Olaf van der Spek olafvdspek at gmail.com
Thu Jul 22 17:42:45 EDT 2010


On Thu, Jul 22, 2010 at 11:36 PM, Michael Jackson
<mike.jackson at bluequartz.net> wrote:
>> How does the loader find the DLL?
>
> Because when Visual Studio launches an executable it will look in the same
> directory that the executable resides in for libraries to load. Now, if you
> have 2 completely separate projects where one builds libraries and the other
> builds the executables OR you have set the various CMAKE_RUNTIME_DIR,
> CMAKE_ARCHIVE_DIR and CMAKE_EXECUTABLE_DIR to different directories then you
> are going to have to setup your PATH accordingly for each solution/project.
> Most people set all three of those CMake variables to the same output
> directory.

Of course I have separate projects. I didn't write libz... Did you?
DLLs should be *shared*. There shouldn't be a need for me to copy them
to my app dir.

>> Why is this abuse?
>
> Because it circumvents CMakes generally accepted practice of a single type
> of configuration per build directory. I guess "abuse" is subject to each
> different person.

Of course you build in separate dirs. Doesn't mean you have to install
into separate dirs.

>> If I look in C:\Program Files (x86)\Microsoft Visual Studio
>> 10.0\VC\lib I see plenty of libs with a "d" suffix...
>
> Sorry, I got the idea of decorating the debug versions confused with naming
> of static and dynamic libraries.
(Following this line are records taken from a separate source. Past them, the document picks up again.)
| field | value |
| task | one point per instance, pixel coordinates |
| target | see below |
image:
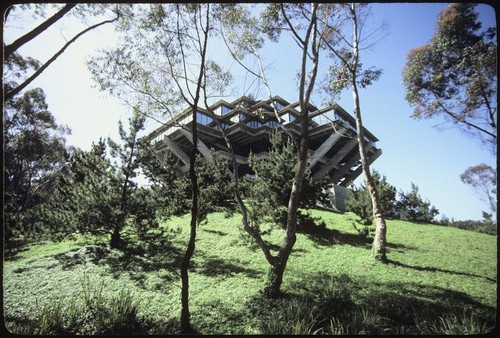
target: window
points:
(203, 119)
(278, 105)
(225, 109)
(272, 124)
(222, 126)
(254, 124)
(288, 117)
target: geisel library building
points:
(248, 124)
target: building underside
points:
(248, 124)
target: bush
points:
(88, 313)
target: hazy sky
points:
(413, 151)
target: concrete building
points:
(248, 124)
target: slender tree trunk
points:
(114, 243)
(379, 242)
(185, 313)
(276, 271)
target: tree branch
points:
(16, 90)
(8, 50)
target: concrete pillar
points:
(338, 198)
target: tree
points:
(483, 179)
(359, 202)
(271, 187)
(14, 60)
(34, 157)
(301, 21)
(454, 76)
(348, 73)
(126, 166)
(411, 207)
(100, 195)
(161, 63)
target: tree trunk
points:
(275, 278)
(379, 242)
(115, 241)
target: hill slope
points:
(430, 269)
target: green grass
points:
(438, 279)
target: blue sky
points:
(413, 151)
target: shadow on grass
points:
(433, 269)
(326, 237)
(217, 232)
(362, 306)
(137, 257)
(213, 266)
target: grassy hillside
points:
(437, 278)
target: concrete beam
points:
(202, 147)
(176, 150)
(345, 168)
(323, 148)
(372, 157)
(333, 162)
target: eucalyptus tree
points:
(348, 72)
(161, 64)
(454, 75)
(15, 63)
(243, 36)
(483, 179)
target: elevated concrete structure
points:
(333, 149)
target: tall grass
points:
(88, 312)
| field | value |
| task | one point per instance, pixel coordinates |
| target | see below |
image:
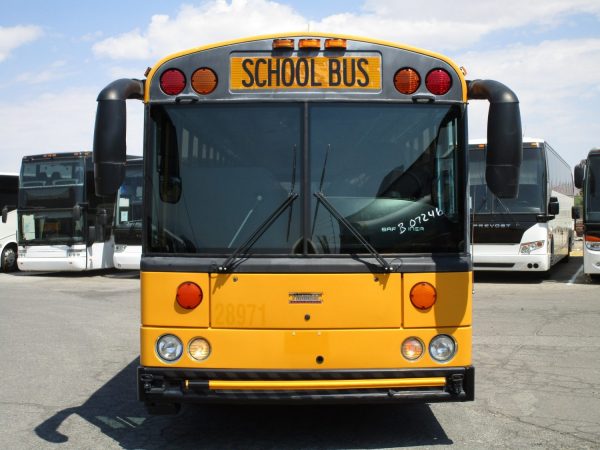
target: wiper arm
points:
(244, 247)
(335, 213)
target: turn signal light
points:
(407, 81)
(438, 81)
(172, 81)
(189, 295)
(423, 295)
(204, 80)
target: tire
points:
(8, 259)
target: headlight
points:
(528, 247)
(592, 245)
(199, 349)
(412, 348)
(442, 348)
(169, 347)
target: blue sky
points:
(56, 56)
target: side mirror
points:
(77, 212)
(170, 189)
(504, 137)
(102, 217)
(110, 133)
(553, 207)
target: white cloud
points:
(57, 122)
(436, 24)
(13, 37)
(213, 21)
(558, 89)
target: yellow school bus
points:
(306, 219)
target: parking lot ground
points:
(69, 346)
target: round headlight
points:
(199, 349)
(169, 347)
(442, 348)
(412, 348)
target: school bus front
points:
(305, 232)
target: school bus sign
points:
(257, 73)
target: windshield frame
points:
(307, 199)
(592, 215)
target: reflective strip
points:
(294, 385)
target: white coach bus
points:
(533, 231)
(9, 185)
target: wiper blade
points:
(335, 213)
(246, 245)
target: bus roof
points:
(262, 44)
(46, 156)
(526, 140)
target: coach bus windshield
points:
(394, 172)
(51, 183)
(592, 194)
(531, 184)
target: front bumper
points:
(158, 386)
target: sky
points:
(56, 56)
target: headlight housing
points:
(527, 247)
(169, 348)
(442, 348)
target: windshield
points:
(51, 183)
(531, 184)
(592, 190)
(129, 199)
(392, 171)
(53, 227)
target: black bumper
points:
(159, 386)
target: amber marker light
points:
(189, 295)
(309, 44)
(335, 44)
(283, 43)
(204, 80)
(438, 81)
(199, 349)
(412, 348)
(407, 81)
(423, 295)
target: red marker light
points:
(438, 81)
(172, 81)
(189, 295)
(407, 81)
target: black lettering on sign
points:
(302, 72)
(362, 68)
(349, 72)
(287, 72)
(274, 71)
(250, 81)
(335, 77)
(259, 62)
(313, 79)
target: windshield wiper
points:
(335, 213)
(246, 245)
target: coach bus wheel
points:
(9, 259)
(161, 409)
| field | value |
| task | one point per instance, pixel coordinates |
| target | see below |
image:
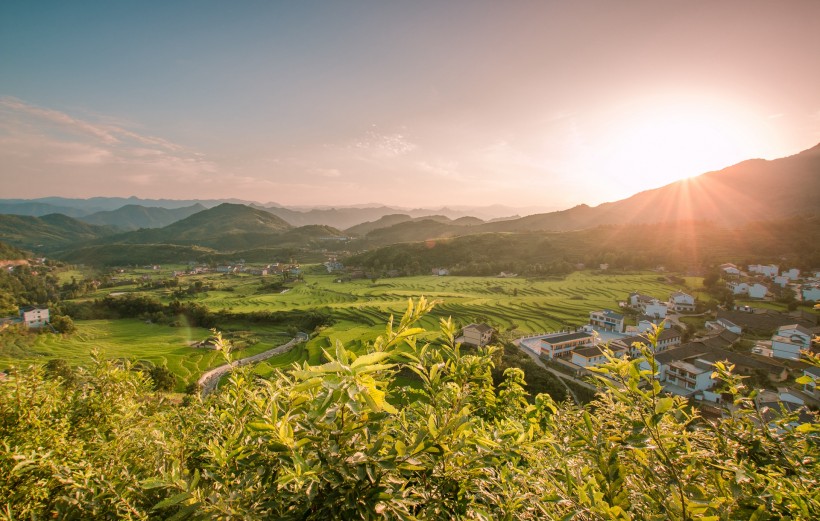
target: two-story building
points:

My Bad. You are correct. But that is one
> platform and CMake generally has to play down to the lowest common
> denominator.

I don't see why. There's plenty of platform-specific behaviour.

> On OS X the decoration seems to be _debug. Not sure what it is
> on Linux, solaris, AIX or some of the other Operating Systems that CMake
> supports.

That's exactly the reason it should be done by CMake!
Developers shouldn't have to worry about such platform specifics.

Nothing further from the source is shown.